Namun di balik kebanggaan tersebut, gubernur juga mendengar langsung berbagai persoalan yang dihadapi masyarakat setempat. Beberapa di antaranya terkait krisis air bersih, kondisi jalan yang rusak, hingga kebutuhan fasilitas keamanan dan dukungan bagi sektor pertanian.
Menurut warga, kebutuhan air bersih menjadi persoalan utama karena sebagian masyarakat masih harus membeli air dengan harga yang cukup mahal untuk memenuhi kebutuhan sehari-hari.
Menanggapi hal tersebut, Gubernur Melki menegaskan bahwa pemerintah provinsi akan segera menindaklanjuti berbagai aspirasi masyarakat bersama instansi terkait.
Untuk sektor pertanian, pemerintah akan mendorong bantuan pupuk dan benih kepada para petani. Selain itu, alat pertanian akan dikelola melalui sistem brigade agar dapat dimanfaatkan secara bersama oleh masyarakat.
Sementara itu, persoalan air bersih juga menjadi perhatian serius pemerintah karena dinilai menjadi kunci penting bagi pengembangan wilayah dan kesejahteraan masyarakat.
Gubernur Melki menegaskan, kehadirannya di Kelurahan Buraen bukan sekadar kunjungan singkat, melainkan bentuk komitmen pemerintah untuk hadir di tengah masyarakat, mendengar langsung persoalan yang ada, serta bekerja nyata mencari solusi.
“Dari tempat sederhana ini lahir seorang juara dunia.

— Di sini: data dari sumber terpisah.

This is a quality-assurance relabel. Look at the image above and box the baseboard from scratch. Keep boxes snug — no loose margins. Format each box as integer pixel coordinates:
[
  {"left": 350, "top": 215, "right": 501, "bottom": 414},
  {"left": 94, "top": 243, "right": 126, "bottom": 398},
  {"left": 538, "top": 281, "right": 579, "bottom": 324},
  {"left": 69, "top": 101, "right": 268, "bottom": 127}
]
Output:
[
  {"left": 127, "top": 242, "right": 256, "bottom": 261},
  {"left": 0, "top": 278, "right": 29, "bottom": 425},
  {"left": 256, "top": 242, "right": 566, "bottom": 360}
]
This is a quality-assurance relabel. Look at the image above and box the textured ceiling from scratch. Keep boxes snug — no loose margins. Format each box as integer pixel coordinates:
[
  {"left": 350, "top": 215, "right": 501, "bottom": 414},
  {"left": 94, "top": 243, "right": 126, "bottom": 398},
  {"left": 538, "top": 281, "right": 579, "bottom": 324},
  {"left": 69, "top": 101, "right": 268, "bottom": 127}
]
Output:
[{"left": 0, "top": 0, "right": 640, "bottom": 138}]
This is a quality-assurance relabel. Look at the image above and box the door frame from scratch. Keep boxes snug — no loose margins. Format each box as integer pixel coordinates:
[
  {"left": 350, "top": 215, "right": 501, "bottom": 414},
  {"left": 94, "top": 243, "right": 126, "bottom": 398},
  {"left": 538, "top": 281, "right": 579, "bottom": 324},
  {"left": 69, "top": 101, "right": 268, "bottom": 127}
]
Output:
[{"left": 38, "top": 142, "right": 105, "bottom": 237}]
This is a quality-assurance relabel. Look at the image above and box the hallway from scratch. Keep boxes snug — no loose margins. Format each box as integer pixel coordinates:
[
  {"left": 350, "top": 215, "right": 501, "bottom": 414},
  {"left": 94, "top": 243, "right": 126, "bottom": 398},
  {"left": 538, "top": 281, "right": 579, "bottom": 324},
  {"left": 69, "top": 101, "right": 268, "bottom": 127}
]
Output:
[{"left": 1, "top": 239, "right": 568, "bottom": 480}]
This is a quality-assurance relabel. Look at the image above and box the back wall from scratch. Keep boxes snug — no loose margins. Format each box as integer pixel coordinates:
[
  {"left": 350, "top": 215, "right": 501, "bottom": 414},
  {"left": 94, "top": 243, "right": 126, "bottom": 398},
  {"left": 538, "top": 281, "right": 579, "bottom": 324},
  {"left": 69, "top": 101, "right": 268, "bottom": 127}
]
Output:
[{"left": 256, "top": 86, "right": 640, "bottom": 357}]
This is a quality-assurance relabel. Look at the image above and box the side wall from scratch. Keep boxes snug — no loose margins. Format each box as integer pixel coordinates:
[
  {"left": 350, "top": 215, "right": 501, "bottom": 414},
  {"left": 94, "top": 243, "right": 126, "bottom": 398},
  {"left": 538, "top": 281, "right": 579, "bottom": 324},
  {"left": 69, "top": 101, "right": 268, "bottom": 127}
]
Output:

Ini pesan kuat bahwa keterbatasan bukan penghalang untuk berprestasi,” ujarnya.
Di akhir pertemuan, Gubernur Melki juga memberikan pesan khusus kepada Nono agar terus belajar dan tidak berhenti mengejar cita-cita.
“Teruslah belajar, tetap rendah hati, dan kejar cita-cita setinggi mungkin. Kami semua bangga dan NTT menaruh harapan besar pada generasi hebat seperti dirimu,” pungkasnya.(Sys/ST).